This research concentrates on giving people the ability to collaborate on documents to allow group creation and editing, co-operative authoring, and creating content/document management software, especially for use on the web. One of the driving forces behind using the Web is to use a technology that is currently widely available and accessible by anyone, anywhere at anytime.
The idea of Web collaboration had some of its roots back in the original ideas for the Web, as well as paper based document management, and it has the potential to be a very useful contribution to the Internet community.
There are many options for collaboration already available over the Internet.
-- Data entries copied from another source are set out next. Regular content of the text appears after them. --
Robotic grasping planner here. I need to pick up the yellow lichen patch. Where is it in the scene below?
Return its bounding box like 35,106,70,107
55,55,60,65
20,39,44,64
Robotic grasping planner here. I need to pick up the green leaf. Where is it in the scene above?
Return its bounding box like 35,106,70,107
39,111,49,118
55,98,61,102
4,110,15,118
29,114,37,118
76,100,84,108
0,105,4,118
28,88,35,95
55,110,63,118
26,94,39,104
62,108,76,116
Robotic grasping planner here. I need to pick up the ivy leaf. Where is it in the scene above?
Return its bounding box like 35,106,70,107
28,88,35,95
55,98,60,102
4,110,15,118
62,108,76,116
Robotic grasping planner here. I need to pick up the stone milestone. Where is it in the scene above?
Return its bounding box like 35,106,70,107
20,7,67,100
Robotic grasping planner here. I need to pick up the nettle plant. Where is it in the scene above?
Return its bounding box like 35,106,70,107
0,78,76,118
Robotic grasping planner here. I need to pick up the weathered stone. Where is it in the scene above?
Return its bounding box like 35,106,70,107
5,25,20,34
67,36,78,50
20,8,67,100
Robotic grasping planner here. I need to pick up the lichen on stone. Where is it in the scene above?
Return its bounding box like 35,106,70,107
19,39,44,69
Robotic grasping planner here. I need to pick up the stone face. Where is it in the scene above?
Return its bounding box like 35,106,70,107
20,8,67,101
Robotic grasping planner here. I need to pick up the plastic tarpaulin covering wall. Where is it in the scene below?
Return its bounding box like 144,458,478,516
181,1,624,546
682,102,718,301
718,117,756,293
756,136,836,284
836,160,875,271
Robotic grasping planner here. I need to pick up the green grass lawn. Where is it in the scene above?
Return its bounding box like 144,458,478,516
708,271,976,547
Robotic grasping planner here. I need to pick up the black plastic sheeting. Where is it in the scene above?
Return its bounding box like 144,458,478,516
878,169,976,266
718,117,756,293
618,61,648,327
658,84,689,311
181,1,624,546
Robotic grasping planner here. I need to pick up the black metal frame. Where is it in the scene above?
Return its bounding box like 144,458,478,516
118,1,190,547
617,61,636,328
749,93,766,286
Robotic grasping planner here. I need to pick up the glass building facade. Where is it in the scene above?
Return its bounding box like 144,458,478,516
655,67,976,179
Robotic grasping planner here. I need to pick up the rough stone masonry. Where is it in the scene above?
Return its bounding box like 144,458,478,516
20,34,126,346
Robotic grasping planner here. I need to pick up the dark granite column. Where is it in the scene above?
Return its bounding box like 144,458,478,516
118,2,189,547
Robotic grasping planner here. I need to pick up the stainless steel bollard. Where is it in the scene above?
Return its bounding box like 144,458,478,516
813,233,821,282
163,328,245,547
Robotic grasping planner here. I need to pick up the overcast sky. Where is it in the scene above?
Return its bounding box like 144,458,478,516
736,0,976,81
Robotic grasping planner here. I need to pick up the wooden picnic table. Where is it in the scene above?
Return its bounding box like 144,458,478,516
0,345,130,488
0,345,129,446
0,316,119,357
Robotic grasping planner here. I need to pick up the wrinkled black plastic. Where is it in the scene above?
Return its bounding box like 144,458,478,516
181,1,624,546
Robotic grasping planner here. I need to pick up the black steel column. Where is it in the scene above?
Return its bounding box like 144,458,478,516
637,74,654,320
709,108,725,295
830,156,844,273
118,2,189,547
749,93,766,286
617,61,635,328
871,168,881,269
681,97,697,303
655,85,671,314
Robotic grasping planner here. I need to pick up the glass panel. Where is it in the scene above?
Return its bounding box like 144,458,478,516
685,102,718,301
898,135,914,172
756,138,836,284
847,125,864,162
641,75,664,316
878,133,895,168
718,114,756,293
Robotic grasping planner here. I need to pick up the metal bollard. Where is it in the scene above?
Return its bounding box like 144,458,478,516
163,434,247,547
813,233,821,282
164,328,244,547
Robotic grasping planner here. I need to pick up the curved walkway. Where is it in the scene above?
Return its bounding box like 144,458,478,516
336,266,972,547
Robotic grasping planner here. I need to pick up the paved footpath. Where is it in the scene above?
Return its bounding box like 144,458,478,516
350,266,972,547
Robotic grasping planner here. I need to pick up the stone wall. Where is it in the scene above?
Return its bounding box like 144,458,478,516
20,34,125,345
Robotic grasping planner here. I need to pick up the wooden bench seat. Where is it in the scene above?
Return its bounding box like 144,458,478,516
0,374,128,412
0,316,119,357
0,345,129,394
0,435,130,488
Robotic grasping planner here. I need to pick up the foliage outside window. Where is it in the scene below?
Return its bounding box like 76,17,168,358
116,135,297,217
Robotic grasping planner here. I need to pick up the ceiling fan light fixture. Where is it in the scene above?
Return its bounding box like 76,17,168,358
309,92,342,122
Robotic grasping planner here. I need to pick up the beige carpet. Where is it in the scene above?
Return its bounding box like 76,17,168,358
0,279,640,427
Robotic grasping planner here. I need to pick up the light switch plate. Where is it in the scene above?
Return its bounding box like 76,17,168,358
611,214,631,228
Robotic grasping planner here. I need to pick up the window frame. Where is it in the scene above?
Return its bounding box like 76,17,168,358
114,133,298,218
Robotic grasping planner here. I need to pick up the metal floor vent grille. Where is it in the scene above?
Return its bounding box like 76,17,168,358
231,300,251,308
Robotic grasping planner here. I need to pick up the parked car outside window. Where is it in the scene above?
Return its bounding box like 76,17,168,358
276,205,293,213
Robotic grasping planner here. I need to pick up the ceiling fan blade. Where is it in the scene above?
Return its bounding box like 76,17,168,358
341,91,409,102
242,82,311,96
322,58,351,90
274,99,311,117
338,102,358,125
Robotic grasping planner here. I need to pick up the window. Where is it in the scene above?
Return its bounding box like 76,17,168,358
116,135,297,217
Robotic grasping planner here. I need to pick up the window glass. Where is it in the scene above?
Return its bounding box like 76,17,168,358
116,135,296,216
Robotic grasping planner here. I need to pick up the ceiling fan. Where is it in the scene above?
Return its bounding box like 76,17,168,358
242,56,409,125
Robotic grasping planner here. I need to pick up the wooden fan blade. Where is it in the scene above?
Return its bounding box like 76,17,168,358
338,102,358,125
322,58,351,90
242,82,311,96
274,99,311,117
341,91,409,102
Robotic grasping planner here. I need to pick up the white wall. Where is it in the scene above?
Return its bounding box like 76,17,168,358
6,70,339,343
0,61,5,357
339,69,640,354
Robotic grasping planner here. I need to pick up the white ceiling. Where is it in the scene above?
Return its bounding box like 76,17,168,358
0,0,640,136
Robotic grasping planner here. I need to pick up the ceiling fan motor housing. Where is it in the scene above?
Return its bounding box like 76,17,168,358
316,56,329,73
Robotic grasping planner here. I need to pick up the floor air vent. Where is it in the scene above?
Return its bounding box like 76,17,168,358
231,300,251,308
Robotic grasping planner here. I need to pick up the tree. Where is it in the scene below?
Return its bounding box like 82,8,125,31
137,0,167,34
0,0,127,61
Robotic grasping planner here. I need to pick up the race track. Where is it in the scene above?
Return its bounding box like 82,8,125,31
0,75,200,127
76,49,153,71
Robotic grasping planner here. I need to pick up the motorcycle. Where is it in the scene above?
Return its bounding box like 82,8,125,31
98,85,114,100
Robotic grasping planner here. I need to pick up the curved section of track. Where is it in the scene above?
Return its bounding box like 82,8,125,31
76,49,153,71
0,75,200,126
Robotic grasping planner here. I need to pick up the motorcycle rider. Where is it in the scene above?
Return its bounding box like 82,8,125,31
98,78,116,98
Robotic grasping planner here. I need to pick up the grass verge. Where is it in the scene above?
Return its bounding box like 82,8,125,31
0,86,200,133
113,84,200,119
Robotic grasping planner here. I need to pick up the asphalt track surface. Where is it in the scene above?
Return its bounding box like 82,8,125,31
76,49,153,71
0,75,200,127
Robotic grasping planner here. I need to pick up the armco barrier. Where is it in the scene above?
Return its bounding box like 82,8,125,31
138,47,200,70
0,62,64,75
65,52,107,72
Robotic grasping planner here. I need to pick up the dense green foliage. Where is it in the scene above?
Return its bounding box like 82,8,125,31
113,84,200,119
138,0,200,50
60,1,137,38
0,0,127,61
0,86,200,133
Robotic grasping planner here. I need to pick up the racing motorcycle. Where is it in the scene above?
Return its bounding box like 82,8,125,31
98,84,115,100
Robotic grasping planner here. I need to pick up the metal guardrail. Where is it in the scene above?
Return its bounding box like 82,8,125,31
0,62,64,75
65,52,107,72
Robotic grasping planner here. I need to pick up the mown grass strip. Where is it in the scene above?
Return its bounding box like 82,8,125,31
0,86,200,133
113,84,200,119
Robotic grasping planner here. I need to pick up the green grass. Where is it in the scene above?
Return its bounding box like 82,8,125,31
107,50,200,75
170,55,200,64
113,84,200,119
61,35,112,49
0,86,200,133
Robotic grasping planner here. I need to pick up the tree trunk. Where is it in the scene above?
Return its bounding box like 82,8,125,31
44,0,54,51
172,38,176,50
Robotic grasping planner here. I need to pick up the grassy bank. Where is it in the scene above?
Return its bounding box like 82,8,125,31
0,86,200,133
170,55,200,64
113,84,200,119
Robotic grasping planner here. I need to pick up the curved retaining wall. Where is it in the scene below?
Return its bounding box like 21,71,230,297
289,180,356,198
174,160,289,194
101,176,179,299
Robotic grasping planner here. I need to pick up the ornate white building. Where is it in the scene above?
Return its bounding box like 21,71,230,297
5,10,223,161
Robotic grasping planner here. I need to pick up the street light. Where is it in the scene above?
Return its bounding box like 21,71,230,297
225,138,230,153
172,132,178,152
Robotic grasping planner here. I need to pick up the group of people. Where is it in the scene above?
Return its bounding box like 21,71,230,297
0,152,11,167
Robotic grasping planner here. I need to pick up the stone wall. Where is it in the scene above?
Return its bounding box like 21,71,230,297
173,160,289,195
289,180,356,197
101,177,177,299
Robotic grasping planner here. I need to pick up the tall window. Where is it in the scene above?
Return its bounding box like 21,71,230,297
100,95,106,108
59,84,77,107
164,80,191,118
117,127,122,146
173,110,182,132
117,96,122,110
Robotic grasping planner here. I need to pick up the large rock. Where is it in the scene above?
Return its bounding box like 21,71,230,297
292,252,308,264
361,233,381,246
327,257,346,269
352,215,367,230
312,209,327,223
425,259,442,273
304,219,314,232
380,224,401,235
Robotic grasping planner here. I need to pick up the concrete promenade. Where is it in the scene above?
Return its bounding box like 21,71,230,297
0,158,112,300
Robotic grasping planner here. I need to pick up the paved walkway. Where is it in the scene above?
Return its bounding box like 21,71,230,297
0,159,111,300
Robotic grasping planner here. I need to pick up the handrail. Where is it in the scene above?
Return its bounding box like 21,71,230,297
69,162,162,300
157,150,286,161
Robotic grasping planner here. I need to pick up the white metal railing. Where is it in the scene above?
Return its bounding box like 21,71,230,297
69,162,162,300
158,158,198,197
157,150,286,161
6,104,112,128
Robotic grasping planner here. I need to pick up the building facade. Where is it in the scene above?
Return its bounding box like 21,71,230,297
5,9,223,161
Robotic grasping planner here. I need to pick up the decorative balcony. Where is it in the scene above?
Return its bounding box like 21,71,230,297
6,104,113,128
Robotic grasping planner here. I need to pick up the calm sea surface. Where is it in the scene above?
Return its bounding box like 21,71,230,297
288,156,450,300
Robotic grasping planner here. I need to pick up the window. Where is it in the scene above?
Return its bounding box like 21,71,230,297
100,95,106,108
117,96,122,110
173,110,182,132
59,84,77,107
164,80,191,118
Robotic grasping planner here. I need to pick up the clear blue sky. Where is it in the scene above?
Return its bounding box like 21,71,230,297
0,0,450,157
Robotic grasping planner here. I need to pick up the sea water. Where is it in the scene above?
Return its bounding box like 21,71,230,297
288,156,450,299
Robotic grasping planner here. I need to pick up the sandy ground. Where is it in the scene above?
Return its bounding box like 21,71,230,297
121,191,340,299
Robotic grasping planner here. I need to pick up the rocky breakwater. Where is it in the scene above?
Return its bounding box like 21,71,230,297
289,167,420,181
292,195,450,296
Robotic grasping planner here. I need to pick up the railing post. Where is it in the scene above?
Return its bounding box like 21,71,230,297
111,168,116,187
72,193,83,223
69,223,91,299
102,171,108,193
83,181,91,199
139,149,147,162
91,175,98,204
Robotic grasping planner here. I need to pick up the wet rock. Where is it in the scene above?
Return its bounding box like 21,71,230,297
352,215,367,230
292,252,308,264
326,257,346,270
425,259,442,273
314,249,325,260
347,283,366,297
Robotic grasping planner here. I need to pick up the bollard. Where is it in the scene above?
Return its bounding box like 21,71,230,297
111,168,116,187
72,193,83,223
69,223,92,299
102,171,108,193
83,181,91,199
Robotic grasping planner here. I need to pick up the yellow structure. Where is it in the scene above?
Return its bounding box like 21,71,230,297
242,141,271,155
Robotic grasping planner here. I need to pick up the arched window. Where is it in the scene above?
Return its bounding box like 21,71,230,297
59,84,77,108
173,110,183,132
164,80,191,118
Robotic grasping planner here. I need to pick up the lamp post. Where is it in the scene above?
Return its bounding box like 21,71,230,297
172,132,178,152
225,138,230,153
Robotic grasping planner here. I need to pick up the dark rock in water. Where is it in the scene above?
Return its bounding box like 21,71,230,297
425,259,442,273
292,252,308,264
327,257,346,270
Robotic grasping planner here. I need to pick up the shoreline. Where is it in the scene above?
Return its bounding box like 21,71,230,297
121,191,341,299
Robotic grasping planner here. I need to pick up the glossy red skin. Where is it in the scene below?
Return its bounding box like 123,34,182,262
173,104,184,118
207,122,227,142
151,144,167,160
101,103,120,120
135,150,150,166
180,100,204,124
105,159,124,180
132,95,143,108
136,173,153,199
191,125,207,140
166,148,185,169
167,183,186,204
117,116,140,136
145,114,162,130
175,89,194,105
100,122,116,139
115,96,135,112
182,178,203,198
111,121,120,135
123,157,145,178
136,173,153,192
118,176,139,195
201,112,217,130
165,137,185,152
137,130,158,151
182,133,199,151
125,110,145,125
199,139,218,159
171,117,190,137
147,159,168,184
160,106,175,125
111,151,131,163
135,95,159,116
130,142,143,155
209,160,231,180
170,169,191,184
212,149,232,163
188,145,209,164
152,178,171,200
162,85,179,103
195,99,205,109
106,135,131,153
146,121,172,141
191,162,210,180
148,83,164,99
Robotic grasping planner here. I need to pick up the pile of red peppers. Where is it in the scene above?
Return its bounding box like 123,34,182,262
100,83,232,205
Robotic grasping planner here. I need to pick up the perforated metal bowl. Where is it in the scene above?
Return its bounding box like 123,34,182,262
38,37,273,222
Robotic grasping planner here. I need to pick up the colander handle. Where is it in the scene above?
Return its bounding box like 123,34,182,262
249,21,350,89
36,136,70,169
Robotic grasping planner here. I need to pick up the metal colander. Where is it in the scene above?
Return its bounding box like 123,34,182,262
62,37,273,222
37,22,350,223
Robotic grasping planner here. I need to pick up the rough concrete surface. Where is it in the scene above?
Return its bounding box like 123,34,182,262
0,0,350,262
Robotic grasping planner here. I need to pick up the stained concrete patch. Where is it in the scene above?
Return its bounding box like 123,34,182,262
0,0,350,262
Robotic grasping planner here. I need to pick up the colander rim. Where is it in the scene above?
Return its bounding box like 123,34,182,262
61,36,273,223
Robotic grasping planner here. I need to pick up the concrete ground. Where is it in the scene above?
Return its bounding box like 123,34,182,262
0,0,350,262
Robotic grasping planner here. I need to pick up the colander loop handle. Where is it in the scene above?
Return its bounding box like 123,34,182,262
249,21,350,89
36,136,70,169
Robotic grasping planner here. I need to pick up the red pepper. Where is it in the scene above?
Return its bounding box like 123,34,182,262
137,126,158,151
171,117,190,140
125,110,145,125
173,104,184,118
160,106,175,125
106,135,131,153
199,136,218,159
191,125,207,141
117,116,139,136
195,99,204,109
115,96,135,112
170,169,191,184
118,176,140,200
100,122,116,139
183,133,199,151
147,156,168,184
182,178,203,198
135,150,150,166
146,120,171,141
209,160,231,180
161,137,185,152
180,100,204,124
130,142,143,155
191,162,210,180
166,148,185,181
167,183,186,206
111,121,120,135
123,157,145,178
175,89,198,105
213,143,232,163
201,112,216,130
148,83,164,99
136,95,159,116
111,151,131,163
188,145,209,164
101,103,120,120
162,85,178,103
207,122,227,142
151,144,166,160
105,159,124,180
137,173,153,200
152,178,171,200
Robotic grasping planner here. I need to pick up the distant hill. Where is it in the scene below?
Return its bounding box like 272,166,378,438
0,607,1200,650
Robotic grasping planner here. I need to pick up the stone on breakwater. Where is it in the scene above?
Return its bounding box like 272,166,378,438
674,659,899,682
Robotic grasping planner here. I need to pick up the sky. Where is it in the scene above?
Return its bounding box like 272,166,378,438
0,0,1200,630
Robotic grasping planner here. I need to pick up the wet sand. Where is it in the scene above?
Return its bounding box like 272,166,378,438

Options for collaboration over the Internet include using IRC to talk (or type) interactively, email and Usenet for less immediate communications, and web pages for demonstrations and the like, these are just a few of the possibilities.
YEdit was a system that was created in order to solve the problem of easily editing and managing the content of web sites, while keeping the history of the site (to preserve and document the changes that have been made), and to ensure that the integrity of the site remains high (by having a record of all the changes, who made them, and when).
Combined with access controls both for accessing a page to edit, as well as controls on who can read it, provides a wide range of security, all of which are backed up by the full history of the page.
The range of access controls for editing goes from only allowing one verified person to edit a page, through to pages that are editable by the general public. The same range of controls exist for reading a page, ranging from private pages that only one person can access, through to pages that the general public can access.